We often get calls to do diagnostic testing of some sort – Vulnerability Testing, Penetration Testing, Web Application Testing; these are all very good and should be done at least annually or more often, if the environment is undergoing changes – What about a Risk Assessment? Why do them, and what’s the correlation between the Risk Assessment and the various forms of diagnostic testing?
A Risk Assessment helps you to identify the risks associated with IT assets. It helps you to quantify the risk if a particular asset gets breached, goes down, etc.
For example, organizations commonly identify key impact areas as cost, profit goals, uptime goals, growth goals, or compliance with security standards. Impact ratings could be described in terms of cost, as below:
|Insignificant||$0 – $10,000|
|Significant||$10,000 – $100,000|
|Non-Material||$100,000 – $250,000|
|Material||$250,000 – $1,000,000|
|Critical||$1,000,000 and over|
Diagnostic testing, a testing of the controls in place, results in findings that are fed into a cyber security risk assessment by pairing the vulnerabilities found, with the information assets.
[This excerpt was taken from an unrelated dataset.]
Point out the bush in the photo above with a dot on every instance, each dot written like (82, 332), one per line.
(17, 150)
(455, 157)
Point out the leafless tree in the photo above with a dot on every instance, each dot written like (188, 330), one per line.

Control gaps will be identified and noted. Recommended controls will be identified and documented that, if implemented, would reduce the risk or impact to the organization.
The control recommendations are the results of the risk assessment and provide input to the risk treatment process during which the recommended procedural and technical security controls are evaluated, prioritized, and agreed to by stakeholders and executive management.
A nice feature coming out of all of this, is the communication between IT and executive management is supported. When IT is requesting funding to put a control in place, everyone is on the same page as to how that control may help mitigate risk to the organization as a whole.